SOUTH Africa’s High Court has postponed a hearing into the Mining Charter which had been set for December 13 and 14 deciding instead that the scale and complexity of the matter required a three day inquiry.
Senior Judge Potterill today directed that the review matter be set down for a hearing on February 19 to 21 next year. The judge indicated her concern that the two days that had originally been set aside would not be adequate.
A full bench of three judges was due to pick over an application by the Chamber of Mines to have a redraft of the Mining Charter published by the Department of Mineral Resources (DMR) on June 14 set aside.

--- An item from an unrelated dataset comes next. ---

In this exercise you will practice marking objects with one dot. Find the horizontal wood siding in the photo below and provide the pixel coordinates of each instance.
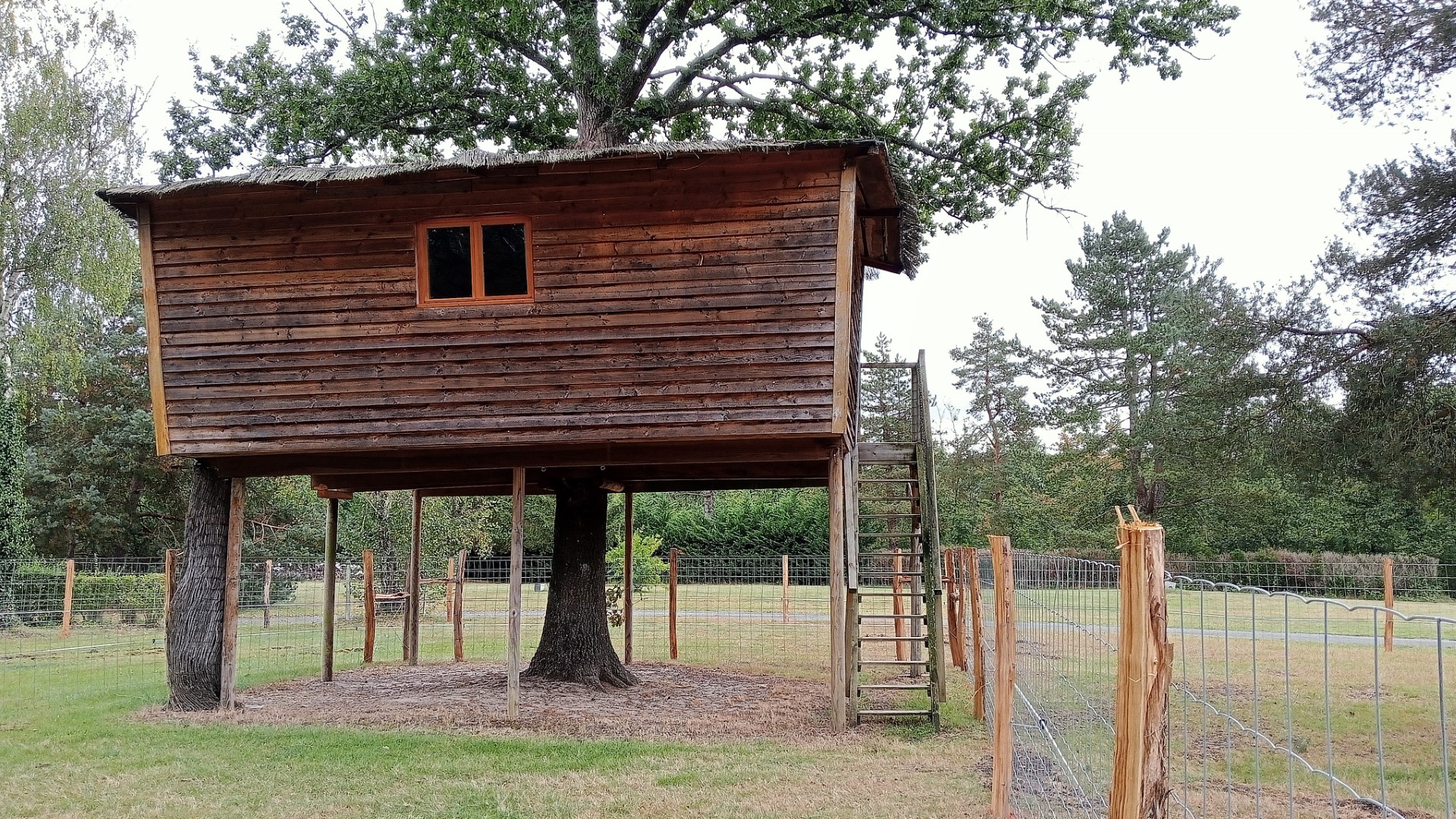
(689, 299)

The Chamber has argued that the contents of the redraft comprised demands on the industry that were unworkable; many of the demands, including a clause insisting that empowerment partners be paid dividends before other shareholders, and even lenders, had not been seen by the mining sector at all. This was in contrast to previous iterations of the Charter in which industry, unions and government undertook a process of negotiation.
A full bench of judges sat earlier this month to consider an application by the Chamber for a declaratory order on the issue of once-empowered, always-empowered. The DMR contends that black economic empowerment deals that had either lapsed or failed cannot be recognised implying that mining companies have to keep re-empowering themselves.
The Chamber argues the opposite view: that historic deals ought to be recognised. A decision on the declaratory application is expected this year.